Studying Variation in Syntax: A Parsed Corpus of Swiss German

Variability is a characteristic feature of natural language that can be found in various guises: variation between languages or between dialects of the same language; variation among speakers of the same dialect/language (inter-speaker variation); variation within a single individual (intra-speaker variation). Whereas all these types of variation have been extensively studied in areas like phonology or the lexicon, work in syntax has almost exclusively considered the first type of variation only. In particular within formal approaches to syntax, inter-speaker and intra-speaker variation have been neglected for a long time.
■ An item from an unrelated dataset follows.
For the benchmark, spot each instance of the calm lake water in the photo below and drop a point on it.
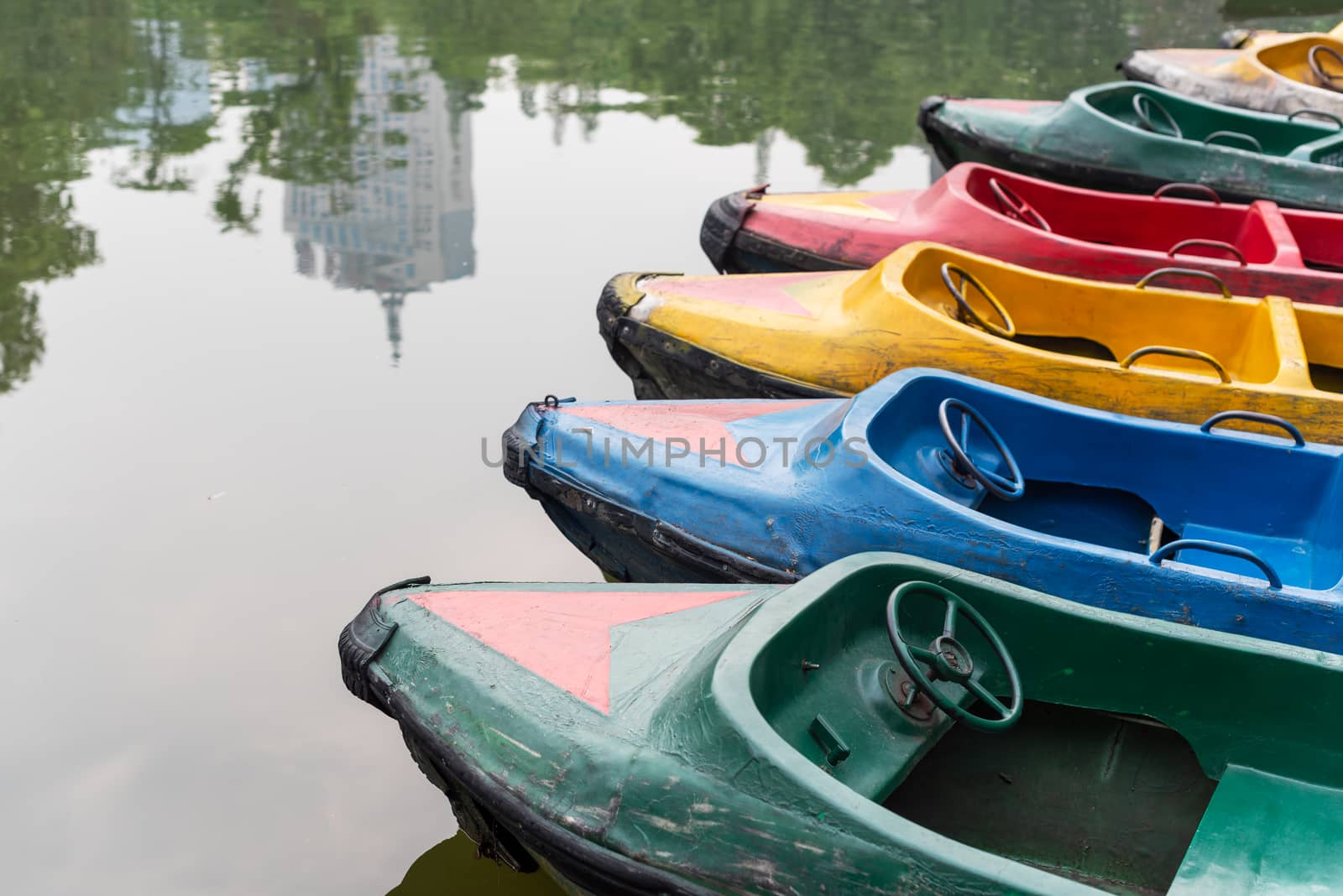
(272, 271)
It is only recently that the interest of these phenomena for formal theories of syntax has been recognized and attempts have been made to reconcile theoretical syntax with variationist approaches of the sociolinguistic kind. The aim of this project is to make a contribution to these endeavours by focusing on syntactic variation in a dialect of Swiss German. The main part of this project will be dedicated to the creation of an appropriate empirical basis for the investigation of syntactic variation. We propose to construct a parsed corpus of naturally occurring speech of one-million words that will allow easy data retrieval for syntactic analysis. Although our main research interest is in syntactic variation, the corpus will also be a valuable tool for researchers who would like to explore questions related to the phonetics, the phonology, the morphology, the lexicon, the semantics, the pragmatics, the syntax, or the discourse structure of Swiss German. Although the last few years have seen the emergence of a large number of publicly available electronic corpora compiled for the purposes of linguistic analysis, to date no such corpus exists for Swiss German. A Swiss German corpus would therefore be a timely addition to the growing number of corpora available around the world. Given that a corpus has to be relatively large to be suitable for syntactic analysis, we intend to concentrate on one variety of Swiss German. Within this variety, we will select informants across three generations and we will aim for gender balance in each of these groups. In the final part of the project, we will use the corpus to explore one area of intra-speaker variation found in Swiss German, the variation illustrated in (1).

(1) … dass de Peter luut gigele tuet / (luut) tuet (luut) gigele
     … that the Peter loudly giggle does / loudly does loudly giggle
     ‘… that Peter giggles loudly’

Speakers of Swiss German allow both the order ‘main verb-auxiliary’ and the order ‘auxiliary-main verb’ in (1). This variation, referred to as Verb (Projection) Raising, has been discussed extensively in the literature. However, no corpus studies have been performed so far to examine the way in which speakers use these options and the potential implications these usage data may have for the theoretical analysis of this optionality. The case study on the variation in (1) is only the starting point for a large number of studies on syntactic variation that can then be carried out on the basis of this parsed corpus of Swiss German. These studies are expected to provide a better understanding of the nature of synchronic variation in syntax. Furthermore, it is only with sociolinguistically balanced corpora of the type proposed here that deeper insights into the interaction between syntactic variation and syntactic change can be gained, as such corpora contain carefully selected data that historical corpora generally do not provide.